A few more people entered the dining room as the sky grew dark over the bay and I worked my way happily through my saucy mussels. Everyone spoke in hushed tones, except for two Japanese girls, whose giggles punctuated the cloister-like calm of the dining room.

It was so quiet in the dining room that when I returned to the street I received a shock. The daytime crowds had vanished. All the shops and tourist cafés had closed. Only the restaurants remained open, and only a few visitors strolled the streets in slow motion. Still, it felt like Times Square when I stepped out of the restaurant onto the street. (It was like returning to the car after a week of canoing in the wilderness.)

I looked forward to the stroll across the causeway in the dark. I had expected to be alone, but found many tourists along the path, most heading in the opposite direction from me.
I stopped often to look back at Mont Saint Michel. Once, I looked up and saw low in the sky the Big Dipper, hanging not too far from where I would expect to see it on a dark night in the Boundary Waters. I smiled in recognition.

Mont Saint Michel is lit up at night like Disneyland. The floodlights painting the abbey made it look cheap, like a Pigalle prostitute, unconfident, needing enhancement to catch the eye and the interest of tourists.

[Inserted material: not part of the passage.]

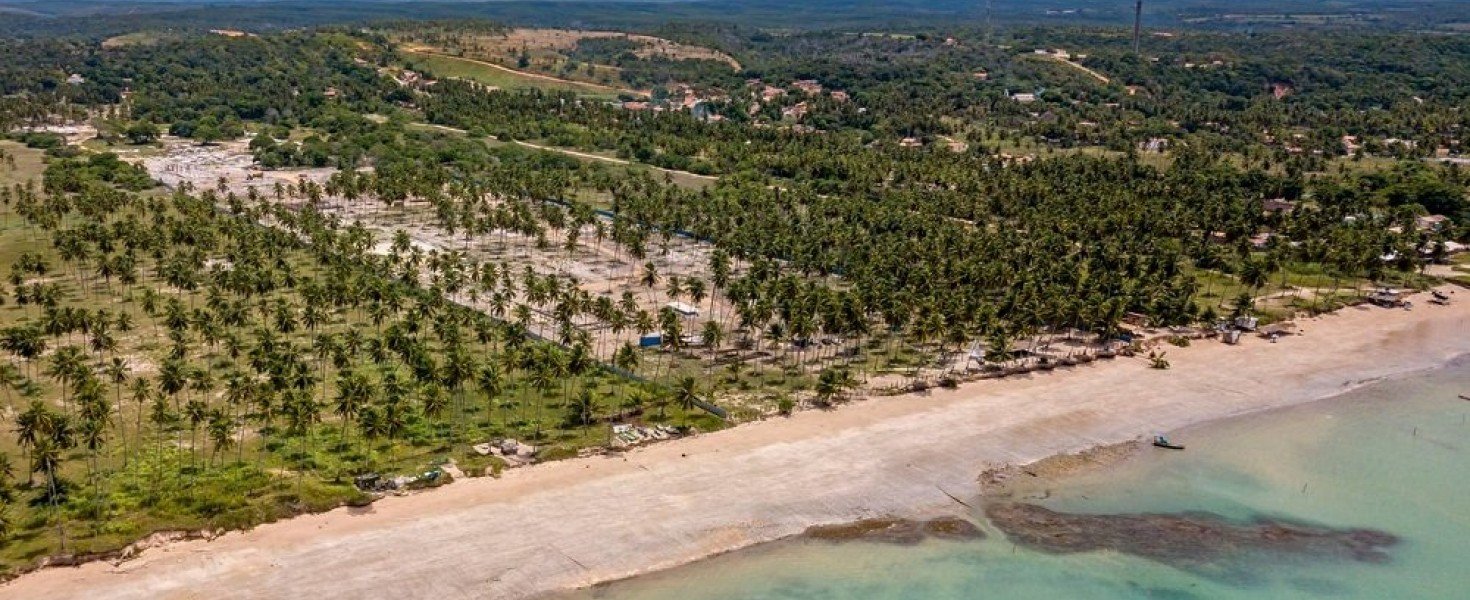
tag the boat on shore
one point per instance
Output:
(1163, 443)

I think that le Mont’s real beauty is on display in the light of day as it rises from the sea. Blue sky and grand swirls of clouds bring out its glory in a way that man-made lights could never achieve. Even overcast skies seem to embellish the abbey's tall spire. The monks thought that to build such a place of worship and contemplation on high land was to be all the closer to God. To look at it from the distant mainland, you almost believe that the abbey is indeed not quite of this earth, that it is somehow a destination to be achieved, a wayside rest on the road to heaven. To enter the abbey, after the long climb through the narrow streets is to enter a different world, one that perhaps is closer to God, if one’s belief is strong enough.

Rising to the Heavens

What would Mother Theresa, or Louis de Montfort or St. Clare, who spent their lives living among the poorest of the poor and ministering to them, have thought of such a majestic temple? Perhaps they would welcome the opportunity to spend time in silent retreat, praying, meditating and fortifying their spirits. But I think they truly found God in the squalid streets where they ministered to people weighed down by poverty, filfth, hunger, disease and violence. They labored, as did the Benedictine monks of the abbey of Mont Saint Michel, to bring themselves closer to God.